The range of $T^*$ is the orthogonal complement of $\ker(T)$

How can I prove that, if $V$ is a finite-dimensional vector space with inner product and $T$ a linear operator in $V$, then the range of $T^*$ is the orthogonal complement of the null space of $T$?

I know what I must do (for a $v$ in the range of $T^*$, I have to show that $v\perp w$ for every $w$ in $\ker(T)$ and then do the opposite), but I don't know how to show that this inner product is zero.


In order to show that the range of $T^*$ is the orthogonal complement of $\ker T$, we have to show that $\forall v \in \operatorname{Im}T^*$, $\forall w\in \ker T$: $\left<v,w\right>=0$.

Note that vectors in the range of $T^*$ are of the form $T^*v$ for $v\in V$. Now, let $w\in\ker T $. We have to show that $\left<T^*v,w\right>=0$. And, indeed, $\left<T^*v,w\right>=\left<v,Tw\right>=\left<v,0\right>=0$.

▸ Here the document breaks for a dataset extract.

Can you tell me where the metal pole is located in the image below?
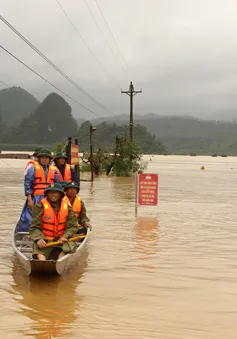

Let $A=\operatorname{ran}(T^*), B=\ker(T)^\perp$.

$\boxed{A\subseteq B:}$

For $x\in A, \ x=T^*y\ $ for some $y\in V$. Then, for any $z\in \ker(T),\ \langle x,z\rangle=\langle T^*y,z\rangle=\langle y,Tz\rangle=\langle y,0\rangle=0.$ Hence $x\in B.$

$\\ \\ \boxed{B\subseteq A:}$

Because $V$ is finite dimensional and $A,B$ is subspace, it is equivalent to $A^\perp \subseteq B^\perp= \ker(T)$. If $x\in A^\perp$, for any $y\in V$, $0=\langle x,T^*y\rangle=\langle Tx,y\rangle$ Therofore, $Tx=0$ (see exercise 8.1.1 (b) or simply take $y=Tx$) , and thus $x\in\ker(T)$.